Todavía sin creerme completamente aquellos chismorreos fruto del imaginario popular, decidí acercarme a la antigua residencia de los Shelley con la excusa de estirar un poco las piernas; ¿qué podía haber de malo en querer comprobar con mis propios ojos que la mansión seguía abandonada y que nada extraño sucedía allí? Así podría tranquilizar los angustiados corazones de mi rebaño cuando oficiara la próxima misa y, de paso, sosegar mi propio espíritu.
El día había amanecido despejado, pero la tarde se fue emborronando por culpa de aquellas persistentes nubes y empezó a caer una fina lluvia, aunque insuficiente como para disuadirme de mi visita a la vieja mansión. Aunque tal vez fuera por culpe del tiempo de perros, debo admitir que a medida que iba acercándome al lugar, mi espíritu parecía naufragar en mitad de la tormenta. El aspecto decrépito del caserón recortado contra un cielo oscuro y relampagueante arrojaba una imagen inquietante que terminó por erizarme el vello de la nuca. Además, había algo que no me cuadraba: en el desvencijado tejado destacaba una inmensa claraboya que no recordaba haber visto antes. La imagen me desconcertó, ¿qué hacía allí, quién la había instalado y con qué objetivo?
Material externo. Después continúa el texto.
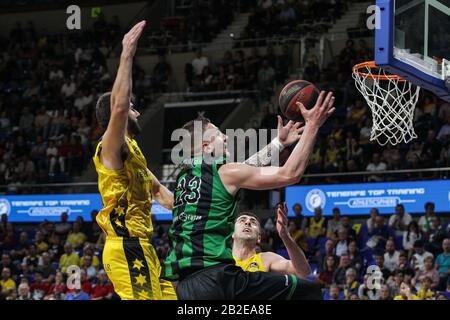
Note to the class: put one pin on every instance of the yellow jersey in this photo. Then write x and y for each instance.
(126, 195)
(251, 264)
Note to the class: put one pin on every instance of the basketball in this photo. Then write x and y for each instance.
(297, 91)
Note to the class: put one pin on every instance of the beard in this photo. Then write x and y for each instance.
(133, 127)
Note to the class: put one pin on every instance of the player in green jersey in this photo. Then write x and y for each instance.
(200, 258)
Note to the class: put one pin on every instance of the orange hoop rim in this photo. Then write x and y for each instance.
(372, 65)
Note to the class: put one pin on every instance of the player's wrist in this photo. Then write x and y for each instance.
(278, 144)
(311, 127)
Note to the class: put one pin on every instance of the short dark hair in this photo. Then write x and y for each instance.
(418, 244)
(190, 127)
(429, 204)
(247, 213)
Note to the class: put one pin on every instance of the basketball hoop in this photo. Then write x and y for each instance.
(391, 99)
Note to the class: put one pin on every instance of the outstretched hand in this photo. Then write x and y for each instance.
(323, 108)
(130, 40)
(290, 133)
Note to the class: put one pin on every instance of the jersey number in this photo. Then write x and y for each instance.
(190, 191)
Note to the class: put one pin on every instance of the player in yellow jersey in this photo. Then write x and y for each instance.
(128, 188)
(246, 237)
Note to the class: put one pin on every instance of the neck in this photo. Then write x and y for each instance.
(244, 249)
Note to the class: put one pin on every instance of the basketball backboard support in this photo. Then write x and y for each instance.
(413, 41)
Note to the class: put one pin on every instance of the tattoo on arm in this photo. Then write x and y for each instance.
(263, 157)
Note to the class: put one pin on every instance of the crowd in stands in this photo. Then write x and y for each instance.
(49, 85)
(408, 256)
(238, 71)
(272, 18)
(412, 255)
(43, 262)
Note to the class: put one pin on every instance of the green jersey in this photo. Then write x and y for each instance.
(203, 220)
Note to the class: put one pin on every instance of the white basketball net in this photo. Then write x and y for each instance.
(392, 101)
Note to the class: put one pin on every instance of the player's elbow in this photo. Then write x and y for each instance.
(291, 176)
(120, 107)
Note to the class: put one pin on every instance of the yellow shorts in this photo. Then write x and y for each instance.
(134, 269)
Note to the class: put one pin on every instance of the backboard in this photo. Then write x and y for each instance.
(413, 41)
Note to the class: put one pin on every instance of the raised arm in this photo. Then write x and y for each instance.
(113, 140)
(237, 175)
(161, 194)
(287, 135)
(298, 264)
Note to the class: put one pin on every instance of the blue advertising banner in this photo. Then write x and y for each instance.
(37, 208)
(356, 199)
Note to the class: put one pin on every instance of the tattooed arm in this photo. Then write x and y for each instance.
(287, 135)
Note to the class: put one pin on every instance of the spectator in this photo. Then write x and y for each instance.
(7, 263)
(395, 281)
(379, 235)
(356, 260)
(340, 274)
(404, 266)
(55, 247)
(63, 227)
(444, 132)
(427, 271)
(435, 236)
(405, 293)
(46, 268)
(424, 221)
(68, 88)
(351, 285)
(443, 264)
(7, 284)
(24, 292)
(199, 62)
(391, 257)
(58, 288)
(400, 220)
(375, 166)
(77, 294)
(20, 250)
(41, 245)
(298, 236)
(425, 292)
(326, 275)
(334, 292)
(69, 258)
(385, 293)
(346, 224)
(103, 290)
(39, 288)
(371, 221)
(419, 255)
(364, 293)
(411, 236)
(76, 238)
(342, 243)
(334, 224)
(32, 258)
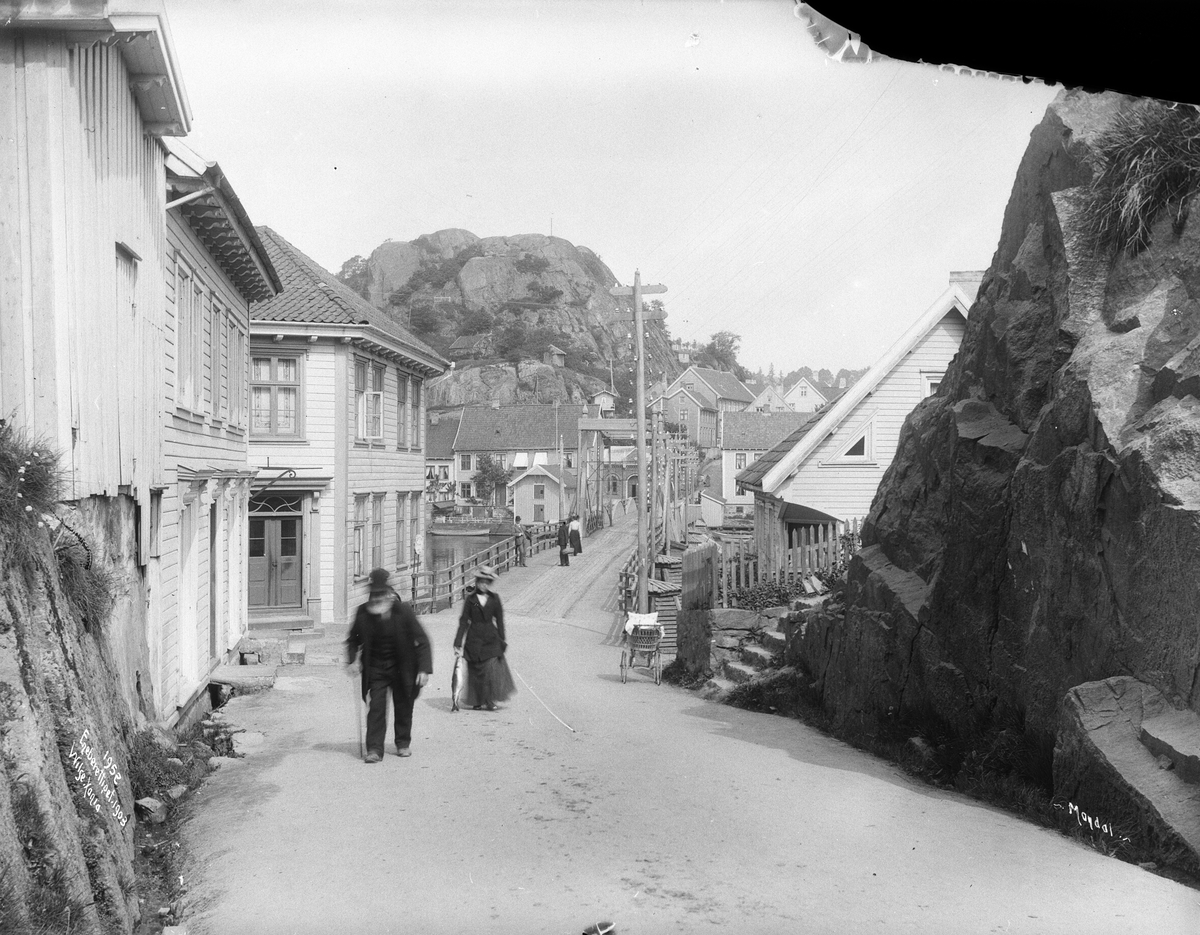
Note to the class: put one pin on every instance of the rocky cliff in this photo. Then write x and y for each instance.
(1038, 528)
(451, 283)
Llegué hasta el porche y comprobé que muchas de las ventanas seguían tapiadas con sólidos tablones de madera y que la pintura de la fachada había perdido, en algunas zonas, su batalla contra las inclemencias del tiempo. Empujé la puerta principal sin convicción alguna, pero esta cedió y se abrió lentamente. El interior se iluminaba fugazmente por los relámpagos, así que podía ver por dónde pisaba sin necesidad de luces, pero preferí encender uno de los herrumbrosos candelabros abandonados a su suerte en los polvorientos muebles. Confiaba en que la luz anaranjada de las llamas me reconfortaría, pero no fue así. Santiguándome, superé el desasosiego y decidí centrarme en el piso superior y en la absurda claraboya que perturbaba mis pensamientos y me intranquilizaba.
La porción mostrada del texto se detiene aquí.